Expect your toddler to look for entertainment in the most interesting places. The bathroom cupboard, tool boxes, pantry and even your wardrobe. Get into the habit of closing doors and blocking their access to areas you’d prefer to quarantine. Don’t expect them to keep their toys and belongings in one part of the house. For now they are incapable of doing this so you may as well save your breath and change your expectations to being more realistic.
You won’t need to be feeding your 26 month old now; they’ll be perfectly capable of doing this for themselves. Some parents continue to spoon food into their toddler’s mouths, especially when they are concerned about their child not eating enough. But this does not address the core issues of toddler’s needing to learn what is involved in independent eating. Controlling what goes into their mouth and when to stop eating can only be perfected by exposure. This means parents needing to let go of controlling the child’s meal times and doing less not more.

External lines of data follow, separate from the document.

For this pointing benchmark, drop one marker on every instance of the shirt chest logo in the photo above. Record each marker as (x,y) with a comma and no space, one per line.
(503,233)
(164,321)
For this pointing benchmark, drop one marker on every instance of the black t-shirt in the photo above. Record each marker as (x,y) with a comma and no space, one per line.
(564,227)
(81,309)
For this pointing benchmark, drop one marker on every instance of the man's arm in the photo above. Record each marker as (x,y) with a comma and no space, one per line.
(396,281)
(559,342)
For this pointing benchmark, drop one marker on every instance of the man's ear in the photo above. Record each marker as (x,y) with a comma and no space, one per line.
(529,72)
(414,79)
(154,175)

By now your 26 month old can have reduced fat milk, rather than full cream. As long as they are obtaining some fat in the other foods in their diet, this will be sufficient to meet their growth needs. Rice, soy or milks other than cow’s milk need to be calcium fortified in order to meet the Recommended Daily Intake (RDI) of calcium for this age group. Get into the habit of reading labels and product information guides when you are shopping for the family. Becoming an informed consumer can take some investment of time but it is always worthwhile.

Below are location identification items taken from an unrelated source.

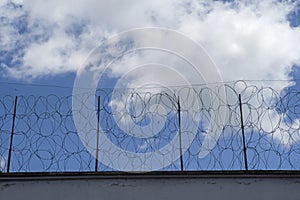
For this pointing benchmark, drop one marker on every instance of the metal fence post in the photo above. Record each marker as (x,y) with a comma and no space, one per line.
(179,134)
(12,135)
(243,133)
(98,127)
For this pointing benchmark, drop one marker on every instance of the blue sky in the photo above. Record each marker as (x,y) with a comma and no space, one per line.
(43,44)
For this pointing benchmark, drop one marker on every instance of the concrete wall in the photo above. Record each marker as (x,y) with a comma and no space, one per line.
(173,186)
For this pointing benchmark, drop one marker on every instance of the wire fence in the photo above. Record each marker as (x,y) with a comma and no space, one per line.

If your toddler eats their evening meal at around 5-6pm you could find they need another snack just before going to bed. Yoghurt, a piece of fruit, cheese and crackers or toast will be enough to fill their tummy and promote sleep.
Hand washing will be fairly straightforward now, but you’ll still need to give lots of reminders. Hair and face washing may be another matter so you’ll need to be quick and organised to get these tasks over with. Colds and respiratory infections are common with this age group and for some, a permanently runny nose continues through the winter months. Use tissues once, avoid hankies and encourage your toddler to sneeze into a tissue if a box is at hand. They won’t understand why of course but if you can instil some of the basics over these months, then your job will be easier as time moves on.

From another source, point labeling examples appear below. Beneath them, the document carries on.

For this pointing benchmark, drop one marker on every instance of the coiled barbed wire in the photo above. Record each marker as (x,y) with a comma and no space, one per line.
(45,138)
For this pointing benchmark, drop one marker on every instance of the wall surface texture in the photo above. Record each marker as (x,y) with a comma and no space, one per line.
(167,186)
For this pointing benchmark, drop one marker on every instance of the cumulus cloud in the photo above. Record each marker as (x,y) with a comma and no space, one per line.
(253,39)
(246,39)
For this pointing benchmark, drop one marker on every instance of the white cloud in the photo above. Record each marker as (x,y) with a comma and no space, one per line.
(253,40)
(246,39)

Toilet training for this age group is common but expect some accidents along the way. Bladder training usually comes before bowel training and there can be a difference of months between both. Clean up messes as they happen and encourage your toddler to come and tell you if they’ve missed the toilet.
Although they’ll undoubtedly want to do everything on their own terms, you’ll still need to monitor all your little one’s grooming practices. Hair brushing, tooth cleaning, cutting finger and toe nails, even wiping their bottom will all fall into your to do list.